At the western end of the beach another cape, similar in size and shape to Inamuragasaki, juts into the sea. It's called Koyurugimisaki (小動岬) ("Small Movement Cape"), and on it stands a small Shinto shrine called Koyurugi Jinja. Once again, the origin of its unusual name is unknown.

One legend says that, during the Edo period, on it stood a pine tree which shook even when there was no wind, producing an extremely pleasant sound as if a celestial creature was playing an instrument. According to another, the founder of the shrine, who was a Kamakura period samurai called Sasaki Moritsuna, saw the pine tree move very slightly and emit sounds like those of a koto, so he gave the cape its name.

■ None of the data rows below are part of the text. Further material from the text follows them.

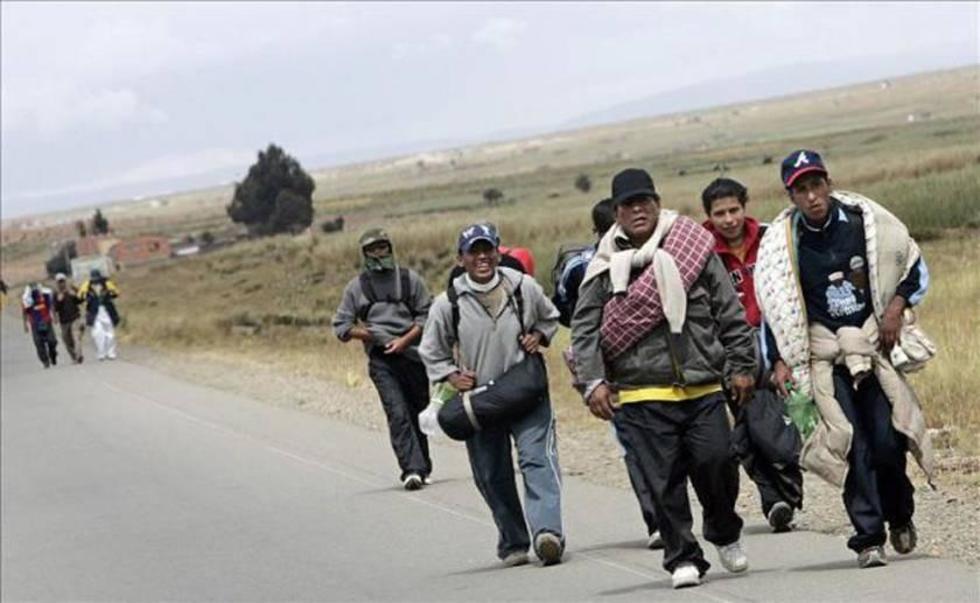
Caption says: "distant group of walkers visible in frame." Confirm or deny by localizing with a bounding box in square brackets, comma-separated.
[21, 270, 119, 368]
[334, 149, 935, 588]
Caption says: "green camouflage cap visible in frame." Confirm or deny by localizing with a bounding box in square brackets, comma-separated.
[357, 228, 391, 249]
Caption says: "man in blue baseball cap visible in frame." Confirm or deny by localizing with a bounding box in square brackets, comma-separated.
[755, 149, 932, 568]
[419, 223, 565, 566]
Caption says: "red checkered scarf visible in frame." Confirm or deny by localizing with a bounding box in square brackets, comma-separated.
[600, 216, 714, 361]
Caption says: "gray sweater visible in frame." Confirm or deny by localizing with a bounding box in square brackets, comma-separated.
[419, 268, 558, 384]
[333, 266, 432, 360]
[572, 254, 756, 391]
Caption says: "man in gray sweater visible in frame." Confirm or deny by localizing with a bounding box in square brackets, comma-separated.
[572, 169, 756, 588]
[419, 224, 565, 566]
[333, 228, 432, 490]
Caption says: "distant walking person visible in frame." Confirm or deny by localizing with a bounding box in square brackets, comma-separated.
[701, 178, 803, 532]
[755, 149, 935, 568]
[333, 228, 432, 490]
[21, 283, 58, 368]
[420, 224, 565, 566]
[78, 270, 119, 360]
[54, 272, 85, 364]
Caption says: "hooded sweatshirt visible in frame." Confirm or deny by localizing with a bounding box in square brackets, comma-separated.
[701, 216, 766, 328]
[419, 268, 558, 385]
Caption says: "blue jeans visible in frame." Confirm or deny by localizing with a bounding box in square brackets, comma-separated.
[466, 398, 564, 559]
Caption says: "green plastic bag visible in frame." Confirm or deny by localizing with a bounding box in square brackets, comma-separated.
[786, 383, 820, 441]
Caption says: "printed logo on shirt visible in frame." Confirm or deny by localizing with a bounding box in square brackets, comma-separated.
[826, 271, 865, 318]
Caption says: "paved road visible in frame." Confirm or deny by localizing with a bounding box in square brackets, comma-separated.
[0, 320, 980, 603]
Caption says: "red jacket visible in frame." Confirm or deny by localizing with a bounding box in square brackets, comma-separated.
[702, 216, 766, 327]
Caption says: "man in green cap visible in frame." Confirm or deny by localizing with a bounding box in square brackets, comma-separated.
[333, 228, 432, 490]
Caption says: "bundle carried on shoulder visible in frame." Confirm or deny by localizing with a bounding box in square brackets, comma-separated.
[438, 354, 548, 440]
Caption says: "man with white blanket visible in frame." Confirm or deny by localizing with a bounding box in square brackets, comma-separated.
[572, 169, 756, 588]
[755, 150, 934, 568]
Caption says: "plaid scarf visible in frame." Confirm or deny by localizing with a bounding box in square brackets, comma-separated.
[600, 216, 714, 361]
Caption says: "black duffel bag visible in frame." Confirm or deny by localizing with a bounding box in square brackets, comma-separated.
[439, 354, 548, 440]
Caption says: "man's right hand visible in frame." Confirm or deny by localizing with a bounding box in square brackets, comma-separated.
[447, 371, 476, 392]
[771, 359, 796, 398]
[589, 383, 619, 421]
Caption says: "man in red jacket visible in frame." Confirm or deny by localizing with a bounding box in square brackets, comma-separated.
[701, 178, 803, 532]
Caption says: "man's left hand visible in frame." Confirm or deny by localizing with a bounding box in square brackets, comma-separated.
[520, 331, 541, 354]
[385, 335, 410, 354]
[878, 296, 905, 353]
[732, 375, 755, 406]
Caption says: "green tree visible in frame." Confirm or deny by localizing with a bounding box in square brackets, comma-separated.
[227, 144, 315, 234]
[92, 209, 109, 235]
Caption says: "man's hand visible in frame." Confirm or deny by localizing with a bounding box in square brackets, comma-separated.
[519, 331, 542, 354]
[589, 383, 619, 421]
[878, 295, 905, 354]
[770, 359, 796, 398]
[385, 335, 411, 354]
[732, 375, 755, 406]
[447, 371, 476, 392]
[347, 327, 374, 343]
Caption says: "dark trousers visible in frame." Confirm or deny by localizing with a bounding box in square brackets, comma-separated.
[834, 367, 915, 552]
[613, 393, 742, 574]
[368, 350, 432, 479]
[614, 432, 660, 536]
[730, 388, 803, 516]
[31, 324, 58, 367]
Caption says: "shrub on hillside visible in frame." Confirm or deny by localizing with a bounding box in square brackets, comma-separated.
[227, 144, 315, 235]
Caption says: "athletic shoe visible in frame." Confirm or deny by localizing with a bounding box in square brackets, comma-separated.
[888, 521, 919, 555]
[647, 530, 664, 551]
[670, 563, 701, 588]
[858, 546, 888, 569]
[766, 501, 793, 533]
[534, 532, 564, 565]
[715, 540, 749, 574]
[501, 551, 527, 567]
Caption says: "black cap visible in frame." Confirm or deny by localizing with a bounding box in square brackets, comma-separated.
[612, 168, 659, 207]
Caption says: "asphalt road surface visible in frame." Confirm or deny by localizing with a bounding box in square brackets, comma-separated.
[0, 318, 980, 603]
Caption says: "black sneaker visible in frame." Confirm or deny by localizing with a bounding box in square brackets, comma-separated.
[888, 521, 919, 555]
[766, 501, 793, 533]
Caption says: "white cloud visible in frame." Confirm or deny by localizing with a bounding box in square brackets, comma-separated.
[4, 148, 255, 202]
[471, 17, 527, 50]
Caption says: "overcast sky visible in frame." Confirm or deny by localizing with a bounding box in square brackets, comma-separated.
[0, 2, 980, 217]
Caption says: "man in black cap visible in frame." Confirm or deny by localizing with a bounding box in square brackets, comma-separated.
[572, 169, 756, 588]
[333, 228, 432, 490]
[755, 149, 932, 568]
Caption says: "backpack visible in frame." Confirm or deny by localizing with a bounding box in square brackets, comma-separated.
[551, 243, 595, 326]
[357, 266, 415, 322]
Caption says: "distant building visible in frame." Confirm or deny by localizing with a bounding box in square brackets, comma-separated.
[109, 236, 171, 267]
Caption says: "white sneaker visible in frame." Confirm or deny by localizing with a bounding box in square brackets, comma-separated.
[715, 540, 749, 574]
[670, 563, 701, 588]
[402, 473, 422, 490]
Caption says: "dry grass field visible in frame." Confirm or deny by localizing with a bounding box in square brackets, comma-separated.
[3, 67, 980, 454]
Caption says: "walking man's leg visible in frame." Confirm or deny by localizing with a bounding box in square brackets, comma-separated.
[511, 398, 565, 565]
[683, 393, 748, 572]
[368, 352, 428, 490]
[466, 429, 531, 565]
[613, 402, 711, 575]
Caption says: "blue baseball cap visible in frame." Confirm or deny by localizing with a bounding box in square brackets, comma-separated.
[781, 149, 827, 188]
[456, 224, 500, 253]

Nitta Yoshisada stopped at Koyurugi Jinja in 1333 to pray for victory. Having won, he came back to offer a sword and some money to the shrine, with which the shinden was later restored. The shrine used to be called Hachiōji-gū (八王子宮) from the name of Koshigoe's tutelary spirit (chinju (鎮守/鎮主)), but its name was changed during the shinbutsu bunri (the forced separation of Buddhism and Shinto in temples and shrines) in the Meiji era. Later, in 1909, it was fused with another shrine, and for that reason it now enshrines kami Takeminakata no Mikoto.